Bebeğin, deri altı dahil vücudunun her yerinde sıvı birikmesi bulunduğunu, annenin de hamileliğin ileri dönemlerinde rahatsızlandığını ifade eden Prof. Dr. Güçlü, şöyle devam etti:

"Anne nefes alamaz hale gelince karnındaki sıvıyı iki kez müdahalelerle azalttık. İlaç tedavisi uyguladık ve anne rahatladı. Bebeğin kalbindeki, akciğerindeki, karın boşluğu ve cilt altındaki sıvı azaldı. Normalleşen bir duruma geldi. Akciğerinde kist olduğu için doğduktan sonra müdahale edebilecek şekilde hazırlıklarımızı yaptık ancak bebek müdahaleye gerek kalmadan nefes aldı ve makineye bağlanmadı. Yenidoğan yoğun bakımda takip ediyoruz. Gerek görülürse akciğerine müdahalede bulunulacak. Çok pozitif bir sonuçla karşılaştık. Bebek, akciğerindeki rahatsızlığın değerlendirmesi tamamlandıktan sonra sağlıkla yaşayacak."
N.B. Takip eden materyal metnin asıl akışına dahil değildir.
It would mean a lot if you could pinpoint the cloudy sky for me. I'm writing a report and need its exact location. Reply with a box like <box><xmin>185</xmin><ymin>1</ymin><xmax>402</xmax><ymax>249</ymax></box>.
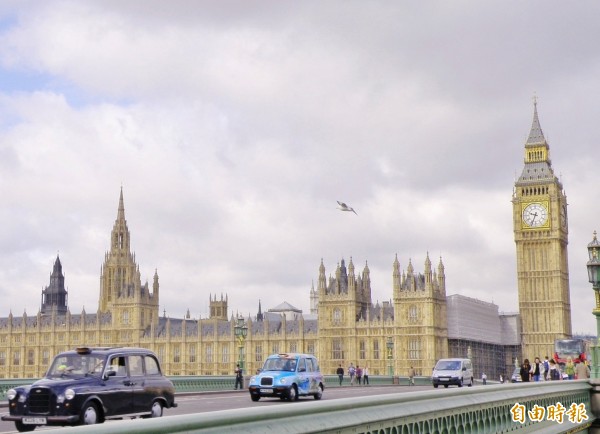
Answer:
<box><xmin>0</xmin><ymin>0</ymin><xmax>600</xmax><ymax>332</ymax></box>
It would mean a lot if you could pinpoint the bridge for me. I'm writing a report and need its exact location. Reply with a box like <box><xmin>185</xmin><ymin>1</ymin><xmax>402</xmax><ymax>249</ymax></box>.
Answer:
<box><xmin>0</xmin><ymin>376</ymin><xmax>600</xmax><ymax>434</ymax></box>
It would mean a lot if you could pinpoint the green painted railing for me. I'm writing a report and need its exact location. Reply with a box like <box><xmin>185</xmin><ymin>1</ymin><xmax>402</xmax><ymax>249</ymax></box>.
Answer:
<box><xmin>35</xmin><ymin>380</ymin><xmax>593</xmax><ymax>434</ymax></box>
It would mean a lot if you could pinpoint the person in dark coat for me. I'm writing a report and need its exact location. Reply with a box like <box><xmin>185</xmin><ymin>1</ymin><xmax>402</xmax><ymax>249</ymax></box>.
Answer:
<box><xmin>335</xmin><ymin>365</ymin><xmax>344</xmax><ymax>386</ymax></box>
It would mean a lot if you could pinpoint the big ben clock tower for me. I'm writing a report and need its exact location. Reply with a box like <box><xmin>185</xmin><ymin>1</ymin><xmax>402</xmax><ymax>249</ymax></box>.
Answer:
<box><xmin>512</xmin><ymin>101</ymin><xmax>571</xmax><ymax>360</ymax></box>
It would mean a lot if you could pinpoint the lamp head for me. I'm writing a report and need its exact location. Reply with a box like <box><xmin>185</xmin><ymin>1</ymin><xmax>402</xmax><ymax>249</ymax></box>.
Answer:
<box><xmin>587</xmin><ymin>231</ymin><xmax>600</xmax><ymax>290</ymax></box>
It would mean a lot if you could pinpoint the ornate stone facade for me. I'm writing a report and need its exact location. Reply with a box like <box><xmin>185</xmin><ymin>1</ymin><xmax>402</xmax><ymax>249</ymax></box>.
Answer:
<box><xmin>0</xmin><ymin>191</ymin><xmax>448</xmax><ymax>378</ymax></box>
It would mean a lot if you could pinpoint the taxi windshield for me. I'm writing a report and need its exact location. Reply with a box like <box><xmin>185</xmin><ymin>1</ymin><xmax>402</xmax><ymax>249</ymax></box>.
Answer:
<box><xmin>263</xmin><ymin>357</ymin><xmax>296</xmax><ymax>372</ymax></box>
<box><xmin>46</xmin><ymin>354</ymin><xmax>104</xmax><ymax>377</ymax></box>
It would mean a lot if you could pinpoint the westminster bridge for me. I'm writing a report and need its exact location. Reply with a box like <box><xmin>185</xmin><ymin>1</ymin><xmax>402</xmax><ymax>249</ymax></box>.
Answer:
<box><xmin>0</xmin><ymin>376</ymin><xmax>600</xmax><ymax>434</ymax></box>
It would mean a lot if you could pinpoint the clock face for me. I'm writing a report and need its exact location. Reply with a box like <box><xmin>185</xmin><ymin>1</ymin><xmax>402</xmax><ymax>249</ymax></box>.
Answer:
<box><xmin>523</xmin><ymin>203</ymin><xmax>548</xmax><ymax>228</ymax></box>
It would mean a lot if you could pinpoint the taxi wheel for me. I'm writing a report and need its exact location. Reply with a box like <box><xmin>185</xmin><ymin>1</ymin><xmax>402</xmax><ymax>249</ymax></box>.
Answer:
<box><xmin>288</xmin><ymin>386</ymin><xmax>298</xmax><ymax>401</ymax></box>
<box><xmin>15</xmin><ymin>420</ymin><xmax>35</xmax><ymax>432</ymax></box>
<box><xmin>81</xmin><ymin>402</ymin><xmax>100</xmax><ymax>425</ymax></box>
<box><xmin>315</xmin><ymin>385</ymin><xmax>323</xmax><ymax>401</ymax></box>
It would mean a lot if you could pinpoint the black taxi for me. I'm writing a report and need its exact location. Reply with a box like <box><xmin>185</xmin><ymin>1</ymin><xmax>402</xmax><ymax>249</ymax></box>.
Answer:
<box><xmin>2</xmin><ymin>347</ymin><xmax>177</xmax><ymax>432</ymax></box>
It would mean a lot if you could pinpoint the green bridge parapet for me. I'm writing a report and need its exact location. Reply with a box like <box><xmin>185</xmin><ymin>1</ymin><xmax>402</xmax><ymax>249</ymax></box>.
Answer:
<box><xmin>43</xmin><ymin>380</ymin><xmax>593</xmax><ymax>434</ymax></box>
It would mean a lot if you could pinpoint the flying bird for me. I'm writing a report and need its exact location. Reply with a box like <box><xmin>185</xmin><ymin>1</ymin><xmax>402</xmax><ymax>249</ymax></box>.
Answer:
<box><xmin>337</xmin><ymin>200</ymin><xmax>358</xmax><ymax>215</ymax></box>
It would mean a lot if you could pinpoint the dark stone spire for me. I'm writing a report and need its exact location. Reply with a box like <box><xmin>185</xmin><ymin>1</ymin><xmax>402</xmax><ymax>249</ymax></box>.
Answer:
<box><xmin>41</xmin><ymin>255</ymin><xmax>68</xmax><ymax>314</ymax></box>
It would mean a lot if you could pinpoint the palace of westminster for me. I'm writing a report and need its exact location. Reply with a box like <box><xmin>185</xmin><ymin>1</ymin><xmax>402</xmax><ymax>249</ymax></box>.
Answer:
<box><xmin>0</xmin><ymin>104</ymin><xmax>571</xmax><ymax>378</ymax></box>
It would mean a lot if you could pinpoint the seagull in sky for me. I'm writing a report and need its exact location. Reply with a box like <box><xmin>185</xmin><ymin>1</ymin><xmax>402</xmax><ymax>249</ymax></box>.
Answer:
<box><xmin>337</xmin><ymin>200</ymin><xmax>358</xmax><ymax>215</ymax></box>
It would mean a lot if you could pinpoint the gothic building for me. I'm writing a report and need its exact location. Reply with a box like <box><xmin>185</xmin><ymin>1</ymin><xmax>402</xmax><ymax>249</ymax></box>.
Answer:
<box><xmin>0</xmin><ymin>100</ymin><xmax>560</xmax><ymax>378</ymax></box>
<box><xmin>512</xmin><ymin>103</ymin><xmax>571</xmax><ymax>360</ymax></box>
<box><xmin>0</xmin><ymin>190</ymin><xmax>448</xmax><ymax>378</ymax></box>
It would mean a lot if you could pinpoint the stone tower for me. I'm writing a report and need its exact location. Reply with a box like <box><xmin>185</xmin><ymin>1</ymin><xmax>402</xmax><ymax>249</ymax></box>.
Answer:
<box><xmin>317</xmin><ymin>258</ymin><xmax>371</xmax><ymax>368</ymax></box>
<box><xmin>392</xmin><ymin>254</ymin><xmax>448</xmax><ymax>375</ymax></box>
<box><xmin>40</xmin><ymin>255</ymin><xmax>68</xmax><ymax>315</ymax></box>
<box><xmin>98</xmin><ymin>188</ymin><xmax>159</xmax><ymax>336</ymax></box>
<box><xmin>512</xmin><ymin>102</ymin><xmax>571</xmax><ymax>360</ymax></box>
<box><xmin>209</xmin><ymin>294</ymin><xmax>228</xmax><ymax>321</ymax></box>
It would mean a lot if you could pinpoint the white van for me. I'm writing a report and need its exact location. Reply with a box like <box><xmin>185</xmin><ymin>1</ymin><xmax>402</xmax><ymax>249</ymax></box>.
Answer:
<box><xmin>431</xmin><ymin>359</ymin><xmax>473</xmax><ymax>388</ymax></box>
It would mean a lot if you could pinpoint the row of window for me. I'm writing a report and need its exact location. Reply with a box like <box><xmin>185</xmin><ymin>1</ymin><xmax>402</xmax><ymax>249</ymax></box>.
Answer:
<box><xmin>329</xmin><ymin>305</ymin><xmax>421</xmax><ymax>324</ymax></box>
<box><xmin>331</xmin><ymin>338</ymin><xmax>422</xmax><ymax>360</ymax></box>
Anne karnında ağır bir tablo sergileyen Ömer bebeğin herkesi şaşırttığını vurgulayan Prof. Dr. Güçlü, şunları kaydetti:

"Bu vaka ile gördük ki hastalara şans verilmeli çünkü anne karnında canlı bir bebek var. Ömer bebek, `Bebeği alalım` yoluna gitmeden önce gerçekten düşünüp, ona bir şans verme noktasında çok güzel bir örnek oldu bizler için de. Sonuçta Allah takdir ediyor. Meslek yaşamımda bir kez daha benzer bir vaka ile karşılaşmıştım ancak Ömer bebek, bu denli gelişim gösteren ilk vaka. Beklediğimizden çok daha sağlıklı dünyaya geldi. Vakayı bilimsel yayın olarak da paylaşacağız."